Boston, MA Fireworks Emporium Fire, Jun 1899


Fatal Conflagration in a Boston Factory.

Lives Lost During the Discharge of Bombs and Rockets.

The fireworks emporium of Heyer Brothers on Sumner street, Boston, Mass., took fire about 5 P. M. in the evening, and by the time the flames were extinguished five of the employes met death. Two were badly injured by jumping and $100,000 worth of property was destroyed.

Heyer Brothers occupy the three upper stories of the building and part of the ground floor, Browning & Co., millinery, occupying the other part of the ground floor. The fire started in the back part of the lower floor, among the fireworks. This room, as well as the three floors above, was stocked with a miscellaneous assortment of fireworks destined for the Fourth of July trade. There were firecrackers, large and small, bombs, Roman candles, rockets and torpedoes, together with a large stock of banners, flags, uniforms, torches, etc.

The firm employed twenty or twenty-five men and boys, and were busy with their holiday trade. They carried a stock of $100,000 worth of fireworks and $50,000 to $60,000 worth of fancy goods. A large portion of the stock is ruined, although the loss is not total. The firm is well insured.

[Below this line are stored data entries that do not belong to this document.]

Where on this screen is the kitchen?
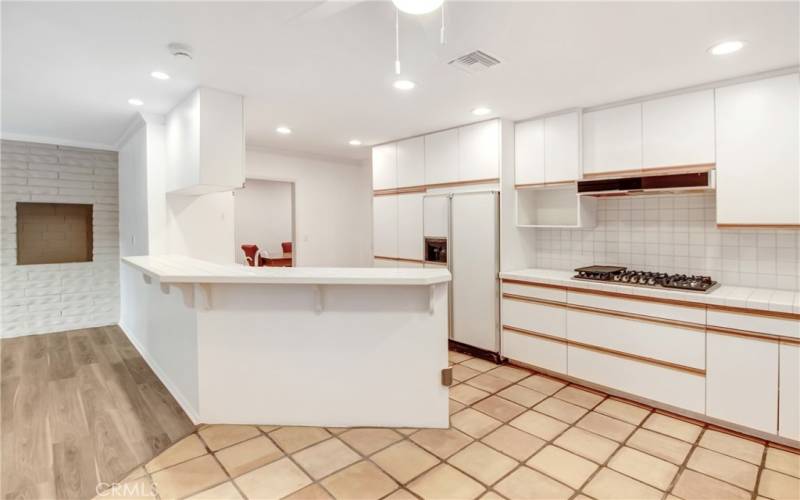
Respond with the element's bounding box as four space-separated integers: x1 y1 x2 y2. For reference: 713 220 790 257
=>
1 2 799 500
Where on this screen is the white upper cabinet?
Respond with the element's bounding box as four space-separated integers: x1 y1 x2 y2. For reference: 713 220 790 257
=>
544 111 581 183
372 143 397 191
372 195 398 257
642 89 715 169
516 112 581 185
515 119 545 186
396 137 425 188
397 193 424 261
425 129 459 186
583 103 642 176
166 87 245 195
716 73 800 226
458 120 500 181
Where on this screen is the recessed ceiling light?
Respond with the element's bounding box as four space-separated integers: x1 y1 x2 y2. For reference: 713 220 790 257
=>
151 71 170 80
392 0 443 15
472 107 491 116
128 98 144 106
349 139 362 146
393 79 416 91
276 126 292 135
708 40 745 56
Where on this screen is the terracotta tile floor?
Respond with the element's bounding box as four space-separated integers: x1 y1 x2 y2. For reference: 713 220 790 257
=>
99 351 800 499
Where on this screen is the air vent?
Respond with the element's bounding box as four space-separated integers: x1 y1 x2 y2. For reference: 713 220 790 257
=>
448 50 501 74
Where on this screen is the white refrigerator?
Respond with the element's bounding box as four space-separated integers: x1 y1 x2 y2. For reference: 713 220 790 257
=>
423 191 500 355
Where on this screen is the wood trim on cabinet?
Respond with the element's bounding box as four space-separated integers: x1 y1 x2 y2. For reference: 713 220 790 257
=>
373 186 427 196
373 178 500 196
501 279 568 291
567 302 706 332
502 278 706 309
566 286 708 310
707 325 800 346
515 180 576 189
707 303 800 321
502 293 568 309
502 325 706 376
373 255 425 264
503 325 567 344
581 163 715 180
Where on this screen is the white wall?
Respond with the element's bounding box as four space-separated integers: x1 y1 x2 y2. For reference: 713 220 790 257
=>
234 179 293 264
533 193 800 290
246 149 372 267
1 139 119 337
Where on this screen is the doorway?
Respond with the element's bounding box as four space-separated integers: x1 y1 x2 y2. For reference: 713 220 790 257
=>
234 179 295 267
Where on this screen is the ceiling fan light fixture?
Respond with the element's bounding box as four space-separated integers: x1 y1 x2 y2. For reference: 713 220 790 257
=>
392 0 444 15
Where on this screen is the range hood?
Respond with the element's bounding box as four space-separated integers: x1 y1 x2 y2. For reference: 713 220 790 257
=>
577 168 715 197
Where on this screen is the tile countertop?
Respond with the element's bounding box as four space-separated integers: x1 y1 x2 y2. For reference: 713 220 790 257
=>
122 255 452 286
500 268 800 315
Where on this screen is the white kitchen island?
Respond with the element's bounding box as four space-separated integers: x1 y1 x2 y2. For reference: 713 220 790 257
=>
120 255 451 428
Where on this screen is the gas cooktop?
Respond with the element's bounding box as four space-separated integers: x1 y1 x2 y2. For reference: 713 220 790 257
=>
572 266 719 293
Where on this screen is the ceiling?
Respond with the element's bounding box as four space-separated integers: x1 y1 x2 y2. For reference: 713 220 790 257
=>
2 1 798 161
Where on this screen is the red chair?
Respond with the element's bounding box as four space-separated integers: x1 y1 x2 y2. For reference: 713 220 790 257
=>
281 241 292 253
241 244 259 267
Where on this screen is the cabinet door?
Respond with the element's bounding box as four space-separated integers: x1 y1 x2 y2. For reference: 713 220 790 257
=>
706 332 778 433
425 129 459 185
514 119 545 186
716 74 800 226
397 193 423 261
545 111 581 183
642 90 715 169
458 120 500 182
582 103 642 175
397 137 425 188
372 143 397 190
779 342 800 440
372 195 398 258
423 195 449 238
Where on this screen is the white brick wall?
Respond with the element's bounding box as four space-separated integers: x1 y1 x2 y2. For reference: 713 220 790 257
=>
1 140 119 337
534 193 800 290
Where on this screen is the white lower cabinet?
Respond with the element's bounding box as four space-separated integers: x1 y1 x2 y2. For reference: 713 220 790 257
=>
501 290 567 374
502 329 567 374
779 342 800 440
372 195 398 258
706 332 778 434
566 309 705 370
567 345 706 413
397 193 423 261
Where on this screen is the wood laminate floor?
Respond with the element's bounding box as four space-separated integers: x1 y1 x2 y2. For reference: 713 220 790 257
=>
1 326 195 500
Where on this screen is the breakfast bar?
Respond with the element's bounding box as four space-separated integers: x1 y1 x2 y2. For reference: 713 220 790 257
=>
120 255 452 428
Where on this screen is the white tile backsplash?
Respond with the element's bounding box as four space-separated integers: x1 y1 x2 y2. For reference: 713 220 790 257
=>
533 193 800 290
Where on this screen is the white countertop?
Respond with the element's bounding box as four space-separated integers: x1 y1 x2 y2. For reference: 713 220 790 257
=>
123 255 451 286
500 268 800 314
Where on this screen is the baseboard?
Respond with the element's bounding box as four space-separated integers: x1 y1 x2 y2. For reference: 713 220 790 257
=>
117 322 201 425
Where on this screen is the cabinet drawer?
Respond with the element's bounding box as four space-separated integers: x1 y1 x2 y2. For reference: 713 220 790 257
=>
706 332 778 433
707 309 800 339
568 290 705 325
502 297 566 338
502 328 567 374
502 281 567 302
568 345 705 413
567 309 705 369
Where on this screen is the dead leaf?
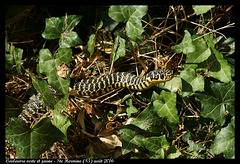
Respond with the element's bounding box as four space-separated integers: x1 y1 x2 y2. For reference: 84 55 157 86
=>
99 134 122 149
106 121 121 129
97 128 114 137
57 62 69 78
84 103 94 116
77 109 85 130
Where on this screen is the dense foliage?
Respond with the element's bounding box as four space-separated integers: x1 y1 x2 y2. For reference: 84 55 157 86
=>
5 5 234 159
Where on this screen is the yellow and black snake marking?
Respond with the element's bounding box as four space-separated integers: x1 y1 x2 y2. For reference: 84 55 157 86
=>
16 68 174 127
17 94 48 128
73 68 174 97
6 68 174 158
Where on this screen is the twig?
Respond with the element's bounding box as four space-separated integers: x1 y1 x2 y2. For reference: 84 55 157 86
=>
189 21 235 41
182 150 205 159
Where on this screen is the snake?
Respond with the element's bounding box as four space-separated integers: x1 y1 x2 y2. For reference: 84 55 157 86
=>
17 68 174 127
6 68 174 158
73 68 174 97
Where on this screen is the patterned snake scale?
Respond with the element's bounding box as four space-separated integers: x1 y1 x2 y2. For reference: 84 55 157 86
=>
73 68 174 97
18 68 174 127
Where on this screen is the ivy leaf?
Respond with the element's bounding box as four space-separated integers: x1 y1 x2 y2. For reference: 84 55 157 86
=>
87 34 96 57
59 31 83 48
53 93 71 137
205 34 232 83
125 99 138 117
108 5 148 41
180 68 205 93
187 140 204 152
171 30 195 54
167 145 181 159
143 135 170 159
130 104 164 134
31 74 70 139
42 15 82 47
153 91 180 124
30 74 61 109
5 117 64 158
88 34 96 56
215 36 235 56
42 17 63 39
119 128 145 155
112 36 126 61
192 5 215 15
125 17 144 42
42 15 82 39
158 75 182 93
212 117 235 158
5 41 24 74
195 81 235 126
87 20 103 57
209 47 232 83
130 92 178 135
185 35 212 63
39 48 72 94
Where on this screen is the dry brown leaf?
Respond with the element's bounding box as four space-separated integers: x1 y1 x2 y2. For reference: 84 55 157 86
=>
99 134 122 149
57 62 69 79
106 121 121 129
97 128 114 137
77 109 85 130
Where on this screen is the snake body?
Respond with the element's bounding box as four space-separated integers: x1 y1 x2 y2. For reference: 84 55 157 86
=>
17 94 48 128
73 68 174 97
7 68 174 158
17 68 173 127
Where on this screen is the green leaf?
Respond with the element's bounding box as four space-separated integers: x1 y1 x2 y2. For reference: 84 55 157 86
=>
185 35 211 63
5 43 24 74
39 48 72 94
151 91 161 102
192 5 215 15
125 17 144 41
5 36 9 51
96 20 103 30
143 135 170 159
30 74 61 109
108 5 148 41
112 36 126 61
182 131 193 142
53 94 71 137
59 31 83 48
130 104 164 134
5 53 14 73
209 48 232 83
126 99 138 117
212 117 235 158
87 20 103 57
187 140 204 152
5 119 32 158
158 75 182 93
205 34 232 83
119 128 145 155
171 30 195 54
42 15 82 39
167 145 181 159
195 81 235 126
180 68 205 93
153 91 179 124
42 17 63 39
87 34 96 57
215 36 235 56
42 15 82 47
5 96 19 124
5 117 64 158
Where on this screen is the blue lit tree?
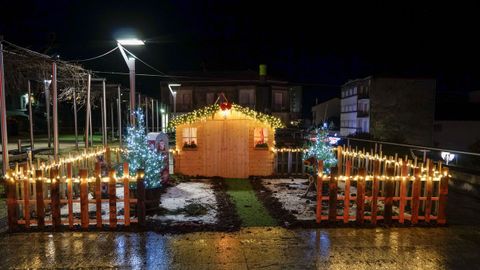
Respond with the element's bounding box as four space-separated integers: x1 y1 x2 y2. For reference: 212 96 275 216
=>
305 124 337 172
123 109 165 189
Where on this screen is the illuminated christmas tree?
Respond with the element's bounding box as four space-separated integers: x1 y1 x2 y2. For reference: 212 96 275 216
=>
123 109 165 189
305 124 337 172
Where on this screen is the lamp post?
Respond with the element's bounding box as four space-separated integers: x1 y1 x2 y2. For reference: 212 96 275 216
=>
117 38 144 126
168 83 181 116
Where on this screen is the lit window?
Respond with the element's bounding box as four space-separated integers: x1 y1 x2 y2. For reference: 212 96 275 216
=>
182 127 197 148
254 128 268 147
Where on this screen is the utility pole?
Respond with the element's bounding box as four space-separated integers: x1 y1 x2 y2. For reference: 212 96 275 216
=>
85 74 91 149
27 80 34 149
102 80 107 146
52 61 59 161
0 39 9 173
117 85 122 147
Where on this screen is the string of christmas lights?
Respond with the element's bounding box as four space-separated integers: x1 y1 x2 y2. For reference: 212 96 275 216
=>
167 103 285 131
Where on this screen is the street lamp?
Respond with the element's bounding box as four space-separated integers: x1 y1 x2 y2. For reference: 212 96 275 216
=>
117 38 144 125
441 151 455 165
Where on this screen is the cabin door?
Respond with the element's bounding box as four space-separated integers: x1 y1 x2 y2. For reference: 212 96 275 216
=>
204 119 249 178
220 119 249 178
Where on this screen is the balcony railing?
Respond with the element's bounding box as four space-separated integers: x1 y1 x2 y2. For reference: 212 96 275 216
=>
357 110 369 117
357 92 369 99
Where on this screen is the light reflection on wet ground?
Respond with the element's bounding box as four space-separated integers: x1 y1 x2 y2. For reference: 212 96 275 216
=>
1 226 480 269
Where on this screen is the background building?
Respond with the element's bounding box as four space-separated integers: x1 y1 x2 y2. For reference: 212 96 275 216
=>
311 98 340 129
433 90 480 151
160 65 302 127
340 76 436 146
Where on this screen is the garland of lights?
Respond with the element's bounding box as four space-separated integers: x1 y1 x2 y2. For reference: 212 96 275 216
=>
167 103 285 131
123 109 165 189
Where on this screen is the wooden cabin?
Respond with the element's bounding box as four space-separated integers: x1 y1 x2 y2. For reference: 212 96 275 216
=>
170 104 284 178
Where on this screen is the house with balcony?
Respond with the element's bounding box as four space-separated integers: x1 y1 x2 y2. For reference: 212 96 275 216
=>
340 76 436 146
160 66 302 127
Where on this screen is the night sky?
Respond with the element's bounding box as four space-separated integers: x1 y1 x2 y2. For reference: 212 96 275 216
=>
1 1 479 117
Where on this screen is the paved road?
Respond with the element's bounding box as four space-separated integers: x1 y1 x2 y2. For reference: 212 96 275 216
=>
1 184 479 269
1 226 480 269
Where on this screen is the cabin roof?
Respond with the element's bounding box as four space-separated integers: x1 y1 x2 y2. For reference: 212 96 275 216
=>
168 103 285 131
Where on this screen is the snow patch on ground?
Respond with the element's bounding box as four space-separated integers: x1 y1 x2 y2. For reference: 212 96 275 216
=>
262 178 358 220
149 181 217 224
263 178 400 221
60 185 125 221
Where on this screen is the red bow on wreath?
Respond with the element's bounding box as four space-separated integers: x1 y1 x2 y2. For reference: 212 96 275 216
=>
220 102 232 111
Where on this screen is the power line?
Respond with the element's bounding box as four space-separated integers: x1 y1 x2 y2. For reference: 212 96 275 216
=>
67 46 118 62
91 70 340 87
121 46 171 77
92 70 172 78
2 40 52 60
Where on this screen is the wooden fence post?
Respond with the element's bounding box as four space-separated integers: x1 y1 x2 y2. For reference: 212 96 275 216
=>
384 167 394 225
95 162 102 228
399 161 408 224
79 169 89 229
287 152 292 176
343 159 351 223
23 170 30 228
425 160 434 223
328 167 338 223
6 170 18 231
50 169 61 229
337 146 343 174
105 147 111 168
109 169 117 229
316 160 324 223
136 169 146 226
67 163 74 228
437 168 449 225
411 167 421 225
123 162 130 226
356 168 366 225
35 170 45 229
371 160 380 225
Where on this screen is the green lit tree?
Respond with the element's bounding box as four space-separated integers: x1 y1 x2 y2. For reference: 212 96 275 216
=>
123 109 165 189
305 124 337 172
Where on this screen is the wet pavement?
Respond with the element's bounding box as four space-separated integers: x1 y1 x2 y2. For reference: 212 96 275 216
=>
1 226 480 269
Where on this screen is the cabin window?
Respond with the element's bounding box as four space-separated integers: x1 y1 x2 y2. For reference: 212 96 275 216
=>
182 127 197 148
254 128 268 148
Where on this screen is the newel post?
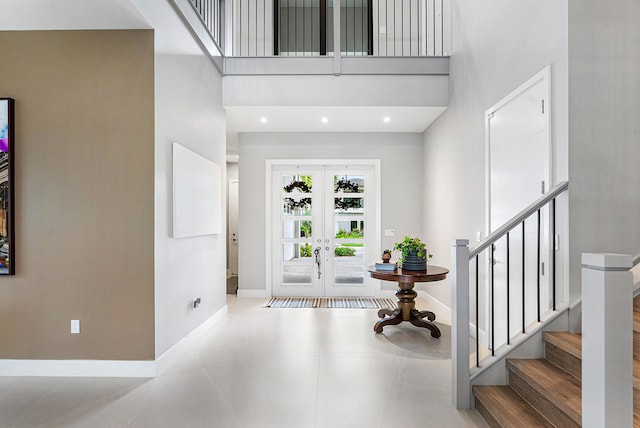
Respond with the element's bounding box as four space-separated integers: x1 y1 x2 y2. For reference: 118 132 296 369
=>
582 253 633 428
451 239 471 409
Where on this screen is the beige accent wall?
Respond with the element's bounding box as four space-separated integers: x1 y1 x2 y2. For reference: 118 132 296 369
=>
0 30 155 360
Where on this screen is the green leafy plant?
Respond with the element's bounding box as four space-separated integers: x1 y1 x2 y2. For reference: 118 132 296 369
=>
393 236 433 263
300 220 312 237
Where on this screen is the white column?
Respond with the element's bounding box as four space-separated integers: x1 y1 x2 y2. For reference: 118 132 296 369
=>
451 239 471 409
582 253 633 428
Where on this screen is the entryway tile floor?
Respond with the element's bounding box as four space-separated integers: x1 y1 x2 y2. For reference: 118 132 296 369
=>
0 296 488 428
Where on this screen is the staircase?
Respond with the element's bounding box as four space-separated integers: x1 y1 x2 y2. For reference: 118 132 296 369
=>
472 296 640 427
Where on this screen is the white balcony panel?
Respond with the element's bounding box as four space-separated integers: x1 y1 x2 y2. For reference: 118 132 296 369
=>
340 56 448 74
225 56 448 75
225 57 336 75
222 74 448 107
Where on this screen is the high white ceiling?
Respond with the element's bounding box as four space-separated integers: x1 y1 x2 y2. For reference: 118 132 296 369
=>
0 0 150 30
0 0 201 55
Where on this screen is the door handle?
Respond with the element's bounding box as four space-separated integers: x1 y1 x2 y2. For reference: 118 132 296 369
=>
314 247 322 278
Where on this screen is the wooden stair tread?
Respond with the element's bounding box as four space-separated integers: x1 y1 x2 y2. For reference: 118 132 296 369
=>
473 385 553 427
543 331 582 359
506 358 581 423
634 309 640 332
635 358 640 379
635 413 640 428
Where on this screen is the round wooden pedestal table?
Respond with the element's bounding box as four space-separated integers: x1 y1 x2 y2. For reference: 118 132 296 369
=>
367 265 449 338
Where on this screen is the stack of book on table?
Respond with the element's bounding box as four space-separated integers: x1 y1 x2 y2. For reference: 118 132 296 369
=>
375 262 398 271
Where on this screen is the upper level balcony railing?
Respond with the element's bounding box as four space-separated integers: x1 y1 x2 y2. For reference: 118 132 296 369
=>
186 0 449 58
189 0 225 52
235 0 448 57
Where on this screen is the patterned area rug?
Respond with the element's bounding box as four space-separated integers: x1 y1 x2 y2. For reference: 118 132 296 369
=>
264 297 397 309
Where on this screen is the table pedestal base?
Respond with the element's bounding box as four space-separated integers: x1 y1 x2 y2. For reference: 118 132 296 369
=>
373 282 441 338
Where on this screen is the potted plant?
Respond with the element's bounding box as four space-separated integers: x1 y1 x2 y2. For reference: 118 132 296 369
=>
393 236 432 271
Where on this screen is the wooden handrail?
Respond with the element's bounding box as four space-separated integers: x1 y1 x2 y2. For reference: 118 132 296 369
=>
469 181 569 259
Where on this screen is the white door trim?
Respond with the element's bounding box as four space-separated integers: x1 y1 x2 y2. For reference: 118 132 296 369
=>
228 179 239 276
484 65 552 347
265 159 382 298
485 65 552 230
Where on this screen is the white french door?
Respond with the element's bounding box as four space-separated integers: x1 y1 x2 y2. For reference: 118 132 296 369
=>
271 164 376 297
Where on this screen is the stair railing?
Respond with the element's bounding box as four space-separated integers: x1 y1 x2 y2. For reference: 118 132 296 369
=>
451 180 569 409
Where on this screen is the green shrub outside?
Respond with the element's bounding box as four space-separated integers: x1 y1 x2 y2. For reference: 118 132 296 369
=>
334 246 356 257
300 243 312 257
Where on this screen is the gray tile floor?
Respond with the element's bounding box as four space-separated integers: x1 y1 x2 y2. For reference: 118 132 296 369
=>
0 296 488 428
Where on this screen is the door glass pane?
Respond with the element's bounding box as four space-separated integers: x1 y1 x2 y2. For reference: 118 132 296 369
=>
282 175 312 193
283 196 312 215
283 265 313 284
334 266 364 284
283 219 313 239
333 244 364 263
283 243 313 261
334 219 364 239
334 197 363 214
334 175 364 193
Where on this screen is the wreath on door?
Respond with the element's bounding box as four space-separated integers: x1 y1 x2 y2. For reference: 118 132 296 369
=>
334 178 361 210
283 180 312 210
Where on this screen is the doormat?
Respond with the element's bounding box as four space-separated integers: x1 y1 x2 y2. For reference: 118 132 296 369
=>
264 297 397 309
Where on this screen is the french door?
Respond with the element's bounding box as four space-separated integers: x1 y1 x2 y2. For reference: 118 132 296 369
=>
271 164 375 297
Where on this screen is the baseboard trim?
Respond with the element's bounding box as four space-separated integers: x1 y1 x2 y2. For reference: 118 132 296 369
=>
418 291 452 324
0 359 157 378
237 289 269 298
155 304 228 375
0 305 229 378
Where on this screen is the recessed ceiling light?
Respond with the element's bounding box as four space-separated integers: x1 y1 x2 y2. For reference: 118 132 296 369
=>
321 117 329 124
260 117 268 124
383 116 391 123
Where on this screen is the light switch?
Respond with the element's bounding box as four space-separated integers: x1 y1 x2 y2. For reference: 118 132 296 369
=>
71 320 80 334
384 229 395 237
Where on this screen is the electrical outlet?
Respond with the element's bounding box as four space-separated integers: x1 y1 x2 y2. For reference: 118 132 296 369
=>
70 320 80 334
384 229 395 237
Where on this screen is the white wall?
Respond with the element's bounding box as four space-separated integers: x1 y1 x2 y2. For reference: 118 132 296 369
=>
155 54 227 357
238 132 424 293
421 0 569 307
568 0 640 300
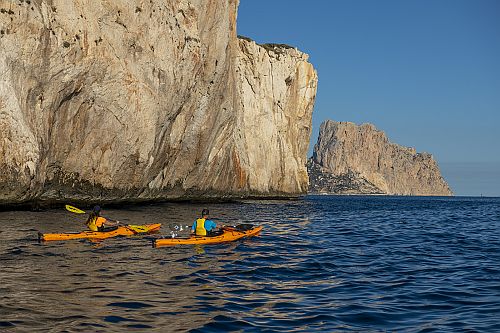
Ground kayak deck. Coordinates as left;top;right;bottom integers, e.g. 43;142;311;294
153;225;263;247
39;223;162;241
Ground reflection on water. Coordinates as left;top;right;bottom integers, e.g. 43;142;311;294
1;196;500;332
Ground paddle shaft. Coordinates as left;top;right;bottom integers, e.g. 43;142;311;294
64;205;153;233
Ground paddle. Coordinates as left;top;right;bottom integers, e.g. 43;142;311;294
124;225;150;233
65;205;87;214
64;205;148;233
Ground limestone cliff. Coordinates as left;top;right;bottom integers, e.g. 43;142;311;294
0;0;317;205
309;120;452;196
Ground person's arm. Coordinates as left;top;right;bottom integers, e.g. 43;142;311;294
191;221;196;234
209;220;217;231
110;219;120;226
104;218;120;226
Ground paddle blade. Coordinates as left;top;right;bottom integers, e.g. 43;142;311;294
65;205;86;214
127;225;149;233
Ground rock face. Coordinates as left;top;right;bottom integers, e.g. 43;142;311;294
0;0;317;205
309;121;453;196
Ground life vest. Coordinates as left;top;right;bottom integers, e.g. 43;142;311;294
195;218;207;236
87;216;107;232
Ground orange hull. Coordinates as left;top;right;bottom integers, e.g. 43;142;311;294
153;225;263;247
39;223;162;241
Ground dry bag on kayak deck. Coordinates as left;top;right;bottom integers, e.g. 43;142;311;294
235;224;254;232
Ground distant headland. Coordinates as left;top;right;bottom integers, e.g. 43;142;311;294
308;120;452;196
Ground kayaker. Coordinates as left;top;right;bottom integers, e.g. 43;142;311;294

The discharge of the fireworks on the lower floor gave an impetus to the flames, which the employes were powerless to impede. What with the bombs and the rockets, the big No. 10 forty-cent crackers, the neighborhood was awakened by a series of reports and detonations which suggested the rattle of musketry, while now and then an extra heavy bomb, exploding in a mass of other material with a dull report, gave an idea of light artillery firing in the distance. The flames ate through the ceiling into the upper floors and then ensued another series of reports, mingled with the unmistakable sizzling of imprisoned rockets. Through all the dense, murky smoke poured out of windows and through the roof, obscuring the sky for blocks around, and giving forth the choking odor of sulphur [sic] and powder.

Blinded by the thickening clouds of smoke, seven unlucky employes of Heyer Brothers were unable to escape. They found themselves in the midst of a running fire of discharging rockets, bombs and crackers which shot through the limited confines of the building, now and again striking human targets with deadly aim. Despite the sickening fumes of the liberated missiles, CHARLES F. CALLAHAN and THOMAS GAGE succeeded in groping up the stairway to the third floor. Here they jumped from the windows to the street. CALLAHAN struck an awning and bounded headlong to the pavement; his legs, his arm and his back were broken and his clothes had been burned almost to the skin.